# Note: these are only SAMPLED dialogues for ACL Rolling Review Submission.

## DialogStudio: Towards Richest and Most Diverse Unified Dataset Collection and Instruction-Aware Models for Conversational AI


## Contents

- [Introduction](#introduction)
- [Datasets](#datasets)
- [License](#license)


## Introduction

DialogStudio is a large collection and unified dialog datasets. 
The figure below provides a summary of the general statistics associated with DialogStudio. DialogStudio unified each dataset while preserving its original information, and this aids in supporting research on both individual datasets and Large Language Model (LLM) training. The full list of all available datasets is [here](./Dataset_Stats.csv).

## Datasets

The datasets are split into several categories in this GitHub repository. You can check the [table of dataset](./Dataset_Stats.csv) for more information.
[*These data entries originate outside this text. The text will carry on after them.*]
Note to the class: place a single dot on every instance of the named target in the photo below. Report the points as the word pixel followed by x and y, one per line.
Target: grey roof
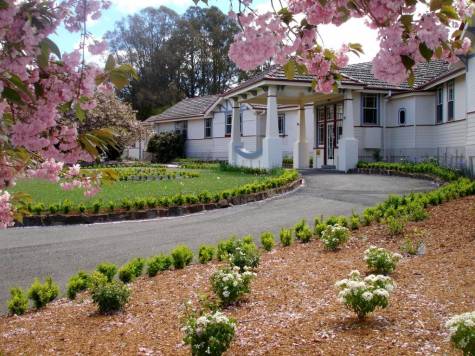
pixel 187 108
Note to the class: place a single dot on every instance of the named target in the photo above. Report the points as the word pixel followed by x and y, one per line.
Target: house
pixel 364 120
And you can click into each folder to check a few examples:

- [Knowledge-Grounded-Dialogues](./knowledge-grounded-dialogues/)
- [Natural-Language-Understanding](./natural-language-understanding/)
- [Open-Domain-Dialogues](./open-domain-dialogues/)
- [Task-Oriented-Dialogues](./task-oriented-dialogues/)
- [Dialogue-Summarization](./dialogue-summarization/)
- [Conversational-Recommendation-Dialogs](./conversational-recommendation-dialogues/)



## License

Our project follows the following structure with respect to licensing:

1. For all the modified datasets in DialogStudio: 
   - A portion of these datasets is under the Apache License 2.0.
   - Some retain their original licenses even after modification.
   - For a few datasets that lacked a license, we have cited the relevant papers.
2. Original dataset licenses: For reference, we also put the originally available licenses for each dataset into their respective dataset folders.
3. Code: Our codebase is under the Apache License 2.0.

For detailed licensing information, please refer to the specific licenses accompanying the original datasets. It is important to familiarize yourself with these terms as we do not assume responsibility for licensing issues.

Check [Dataset_Stats.csv](./Dataset_Stats.csv) for the license of each dataset.